Even Sam Altman, the founder of OpenAI, issued a stark warning:

“The future of AI depends on an energy breakthrough.”

Elon Musk was even more blunt:

“AI will run out of electricity by next year.”

As the world chases faster, smarter machines, a hidden crisis is emerging behind the scenes. Power grids are strained. Electricity prices are rising. Utilities are scrambling to expand capacity.

And that’s where the real opportunity lies…

One little-known company—almost entirely overlooked by most AI investors—could be the ultimate backdoor play. It’s not a chipmaker. It’s not a cloud platform. But it might be the most important AI stock in the US owns critical energy infrastructure assets positioned to feed the coming AI energy spike.

As demand from AI data centers explodes, this company is gearing up to profit from the most valuable commodity in the digital age: electricity.

The “Toll Booth” Operator of the AI Energy Boom

  • It owns critical nuclear energy infrastructure assets, positioning it at the heart of America’s next-generation power strategy.
  • It’s one of the only global companies capable of executing large-scale, complex EPC (engineering, procurement, and construction) projects across oil, gas, renewable fuels, and industrial infrastructure.
  • It plays a pivotal role in U.S. LNG exportation—a sector about to explode under President Trump’s renewed “America First” energy doctrine.

Trump has made it clear: Europe and U.S. allies must buy American LNG.

And our company sits in the toll booth—collecting fees on every drop exported.

But that’s not all…

As Trump’s proposed tariffs push American manufacturers to bring their operations back home, this company will be first in line to rebuild, retrofit, and reengineer those facilities.

AI. Energy. Tariffs. Onshoring. This One Company Ties It All Together.

While the world is distracted by flashy AI tickers, a few smart investors are quietly scooping up shares of the one company powering it all from behind the scenes.

AI needs energy. Energy needs infrastructure.

And infrastructure needs a builder with experience, scale, and execution.

This company has its finger in every pie—and Wall Street is just starting to notice.

Wall Street is noticing this company also because it is quietly riding all of these tailwinds—without the sky-high valuation.

While most energy and utility firms are buried under mountains of debt and coughing up hefty interest payments just to appease bondholders…

This company is completely debt-free.

In fact, it’s sitting on a war chest of cash—equal to nearly one-third of its entire market cap.

It also owns a huge equity stake in another red-hot AI play, giving investors indirect exposure to multiple AI growth engines without paying a premium.

And here’s what the smart money has started whispering…

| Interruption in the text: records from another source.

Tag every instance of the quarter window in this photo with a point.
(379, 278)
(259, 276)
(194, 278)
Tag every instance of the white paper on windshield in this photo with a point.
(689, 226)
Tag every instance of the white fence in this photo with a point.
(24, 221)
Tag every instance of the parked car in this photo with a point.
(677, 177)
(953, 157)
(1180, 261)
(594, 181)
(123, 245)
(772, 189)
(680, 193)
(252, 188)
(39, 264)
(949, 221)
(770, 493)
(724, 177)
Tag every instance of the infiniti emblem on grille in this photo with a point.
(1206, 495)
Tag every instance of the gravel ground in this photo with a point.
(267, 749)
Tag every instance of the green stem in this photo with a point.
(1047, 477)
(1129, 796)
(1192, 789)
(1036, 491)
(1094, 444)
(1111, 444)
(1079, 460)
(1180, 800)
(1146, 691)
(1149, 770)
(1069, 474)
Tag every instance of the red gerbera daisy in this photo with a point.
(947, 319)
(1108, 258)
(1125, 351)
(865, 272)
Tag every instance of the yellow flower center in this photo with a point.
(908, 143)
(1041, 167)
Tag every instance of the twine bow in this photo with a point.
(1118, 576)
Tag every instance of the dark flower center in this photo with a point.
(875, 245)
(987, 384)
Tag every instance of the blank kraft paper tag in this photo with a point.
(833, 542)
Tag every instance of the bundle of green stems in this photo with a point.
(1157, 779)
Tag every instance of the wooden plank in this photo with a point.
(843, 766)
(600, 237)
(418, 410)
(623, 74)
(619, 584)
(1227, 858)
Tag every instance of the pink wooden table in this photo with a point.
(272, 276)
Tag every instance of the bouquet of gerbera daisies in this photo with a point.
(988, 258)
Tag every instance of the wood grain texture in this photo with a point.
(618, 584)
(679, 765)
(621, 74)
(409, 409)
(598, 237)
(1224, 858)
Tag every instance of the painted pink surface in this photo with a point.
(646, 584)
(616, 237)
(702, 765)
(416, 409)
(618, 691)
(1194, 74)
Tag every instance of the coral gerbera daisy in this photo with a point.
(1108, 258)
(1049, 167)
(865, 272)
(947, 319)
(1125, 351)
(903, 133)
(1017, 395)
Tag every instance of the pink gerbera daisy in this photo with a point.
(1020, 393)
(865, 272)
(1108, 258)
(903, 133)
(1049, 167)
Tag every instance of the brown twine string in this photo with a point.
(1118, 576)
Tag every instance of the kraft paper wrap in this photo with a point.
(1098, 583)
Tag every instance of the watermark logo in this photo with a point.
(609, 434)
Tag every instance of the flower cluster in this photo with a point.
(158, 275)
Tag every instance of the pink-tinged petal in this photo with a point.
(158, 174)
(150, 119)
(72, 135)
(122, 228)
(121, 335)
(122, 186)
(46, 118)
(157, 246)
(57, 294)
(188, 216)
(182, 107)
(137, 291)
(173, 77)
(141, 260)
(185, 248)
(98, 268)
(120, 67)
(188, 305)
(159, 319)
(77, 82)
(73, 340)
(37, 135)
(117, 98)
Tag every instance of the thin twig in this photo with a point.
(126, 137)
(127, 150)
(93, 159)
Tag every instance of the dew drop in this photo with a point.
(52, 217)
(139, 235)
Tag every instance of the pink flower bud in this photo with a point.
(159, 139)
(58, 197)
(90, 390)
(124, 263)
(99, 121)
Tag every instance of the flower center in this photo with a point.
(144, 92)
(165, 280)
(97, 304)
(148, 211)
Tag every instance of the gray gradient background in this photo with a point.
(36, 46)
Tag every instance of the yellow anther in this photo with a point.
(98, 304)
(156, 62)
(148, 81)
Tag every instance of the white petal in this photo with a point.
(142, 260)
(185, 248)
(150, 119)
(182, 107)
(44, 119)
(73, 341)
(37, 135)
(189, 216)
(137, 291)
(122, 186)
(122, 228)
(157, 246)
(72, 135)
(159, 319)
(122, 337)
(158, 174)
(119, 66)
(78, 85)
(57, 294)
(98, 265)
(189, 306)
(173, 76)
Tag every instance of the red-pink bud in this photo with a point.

The Hedge Fund Secret That’s Starting to Leak Out

This stock is so off-the-radar, so absurdly undervalued, that some of the most secretive hedge fund managers in the world have begun pitching it at closed-door investment summits.

They’re sharing it quietly, away from the cameras, to rooms full of ultra-wealthy clients.

Why? Because excluding cash and investments, this company is trading at less than 7 times earnings.

And that’s for a business tied to:

  • The AI infrastructure supercycle
  • The onshoring boom driven by Trump-era tariffs
  • A surge in U.S. LNG exports
  • And a unique footprint in nuclear energy—the future of clean, reliable power

You simply won’t find another AI and energy stock this cheap… with this much upside.

This isn’t a hype stock. It’s not riding on hope.

It’s delivering real cash flows, owns critical infrastructure, and holds stakes in other major growth stories.

This is your chance to get in before the rockets take off!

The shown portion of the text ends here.